L’ultimo hashtag invita a guardare al futuro di questo territorio, ai cambiamenti che ciascuno vorrebbe vedere. “Le Dolomiti ci parlano del passato più remoto, ma proprio questo passato può aiutarci comprendere meglio i cambiamenti in atto e ad attrezzarci per affrontare le nuove sfide che ci aspettano” afferma Riccardo Tomasoni, geologo del MUSE e responsabile del Museo Geologico delle Dolomiti di Predazzo. “E tante di queste sfide sono già in atto: dalla battaglia contro lo spopolamento al cambiamento climatico, dall’innovazione tecnologica ai grandi eventi sportivi” continua Cristina Busatta, responsabile del Museo etnografico della Provincia di Belluno. “Con questo hashtag invitiamo tutti a raccontare quale futuro immaginano per le Dolomiti, e qual è il cambiamento che vorrebbero vedere!” conclude Romina Darman, del Museo Marmolada Grande Guerra.

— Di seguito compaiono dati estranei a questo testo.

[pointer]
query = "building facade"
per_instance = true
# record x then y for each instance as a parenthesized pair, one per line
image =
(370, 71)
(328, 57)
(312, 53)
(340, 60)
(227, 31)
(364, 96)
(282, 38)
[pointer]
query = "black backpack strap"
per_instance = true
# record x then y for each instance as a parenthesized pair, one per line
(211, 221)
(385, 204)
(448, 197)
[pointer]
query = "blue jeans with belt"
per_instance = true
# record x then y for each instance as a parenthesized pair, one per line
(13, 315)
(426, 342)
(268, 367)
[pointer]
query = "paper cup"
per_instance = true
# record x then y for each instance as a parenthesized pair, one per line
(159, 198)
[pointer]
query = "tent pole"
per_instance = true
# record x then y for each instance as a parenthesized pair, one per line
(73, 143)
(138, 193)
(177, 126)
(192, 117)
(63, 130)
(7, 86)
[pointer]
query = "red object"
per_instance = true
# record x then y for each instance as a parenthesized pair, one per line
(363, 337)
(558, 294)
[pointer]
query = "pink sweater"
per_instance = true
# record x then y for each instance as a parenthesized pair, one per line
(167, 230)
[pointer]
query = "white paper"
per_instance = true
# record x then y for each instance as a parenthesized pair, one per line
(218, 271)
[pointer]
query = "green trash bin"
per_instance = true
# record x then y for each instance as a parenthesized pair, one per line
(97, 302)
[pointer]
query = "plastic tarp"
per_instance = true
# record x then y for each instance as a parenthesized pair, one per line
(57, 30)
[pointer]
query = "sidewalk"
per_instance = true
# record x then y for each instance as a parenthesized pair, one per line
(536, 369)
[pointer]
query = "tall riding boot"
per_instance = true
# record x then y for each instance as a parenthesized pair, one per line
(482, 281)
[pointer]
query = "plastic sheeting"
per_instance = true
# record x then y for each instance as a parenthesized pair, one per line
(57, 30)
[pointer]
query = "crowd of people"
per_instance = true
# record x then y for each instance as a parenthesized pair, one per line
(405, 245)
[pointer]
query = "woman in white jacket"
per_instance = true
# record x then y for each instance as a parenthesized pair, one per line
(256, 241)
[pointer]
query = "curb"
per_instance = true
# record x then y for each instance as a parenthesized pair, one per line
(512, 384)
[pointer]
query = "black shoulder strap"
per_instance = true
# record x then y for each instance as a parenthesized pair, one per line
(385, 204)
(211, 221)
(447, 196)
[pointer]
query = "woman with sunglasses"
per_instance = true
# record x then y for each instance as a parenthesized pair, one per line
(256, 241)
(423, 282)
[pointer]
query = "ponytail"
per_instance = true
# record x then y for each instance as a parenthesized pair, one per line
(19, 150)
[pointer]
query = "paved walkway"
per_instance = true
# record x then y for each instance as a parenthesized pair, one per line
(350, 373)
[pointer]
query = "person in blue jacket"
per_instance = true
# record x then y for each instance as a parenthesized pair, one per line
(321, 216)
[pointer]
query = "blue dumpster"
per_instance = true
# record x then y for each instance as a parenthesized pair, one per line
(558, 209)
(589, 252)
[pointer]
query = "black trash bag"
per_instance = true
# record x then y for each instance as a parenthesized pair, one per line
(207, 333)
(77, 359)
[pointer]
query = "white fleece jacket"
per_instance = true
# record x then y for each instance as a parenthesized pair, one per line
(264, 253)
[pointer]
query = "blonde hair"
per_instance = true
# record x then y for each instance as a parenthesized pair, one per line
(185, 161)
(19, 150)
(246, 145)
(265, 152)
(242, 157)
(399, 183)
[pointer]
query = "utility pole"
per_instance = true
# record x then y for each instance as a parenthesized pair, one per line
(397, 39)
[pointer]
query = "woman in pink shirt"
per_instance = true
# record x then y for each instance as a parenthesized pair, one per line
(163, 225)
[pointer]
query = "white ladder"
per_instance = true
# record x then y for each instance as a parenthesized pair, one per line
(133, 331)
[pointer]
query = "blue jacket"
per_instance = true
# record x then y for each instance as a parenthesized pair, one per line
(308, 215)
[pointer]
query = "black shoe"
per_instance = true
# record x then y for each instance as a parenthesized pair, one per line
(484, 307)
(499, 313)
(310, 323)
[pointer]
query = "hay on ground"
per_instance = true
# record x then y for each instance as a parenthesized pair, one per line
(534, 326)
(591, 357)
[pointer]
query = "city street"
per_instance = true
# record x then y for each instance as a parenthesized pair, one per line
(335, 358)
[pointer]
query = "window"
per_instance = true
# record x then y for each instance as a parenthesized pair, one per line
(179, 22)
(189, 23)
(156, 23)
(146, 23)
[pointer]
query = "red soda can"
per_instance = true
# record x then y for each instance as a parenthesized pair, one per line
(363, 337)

Il progetto “Musei delle Dolomiti”

Il progetto,  realizzato con il contributo del Fondo Comuni confinanti nell’ambito del progetto "Valorizzazione del territorio attraverso azioni di gestione e comunicazione integrata del WHS Dolomiti UNESCO", ha come obiettivo indagare quali pratiche e sinergie i musei del territorio possono attivare per promuovere, in rete, la ricchezza del patrimonio Dolomiti UNESCO.   Il progetto, avviato a febbraio 2019, ha coinvolto, finora, più di 50 professionisti culturali nell’intero arco dolomitico delle 5 Province UNESCO attraverso interviste, workshop e tavoli partecipativi. Il filo conduttore che unisce le diverse iniziative è: utilizzare le nuove pratiche e filosofie digitali come volano per diffondere la ricchezza dei musei al di fuori dei confini geografici, coinvolgere le comunità nel racconto di questa bellezza e attivare nuove sinergie tra gli attori culturali del territorio. Online il video di presentazione del progetto: una panoramica a tutto campo che mette in risalto la stratificazione dei paesaggi, dei patrimoni dolomitici e dei tantissimi musei che raccontano gli uni e gli altri.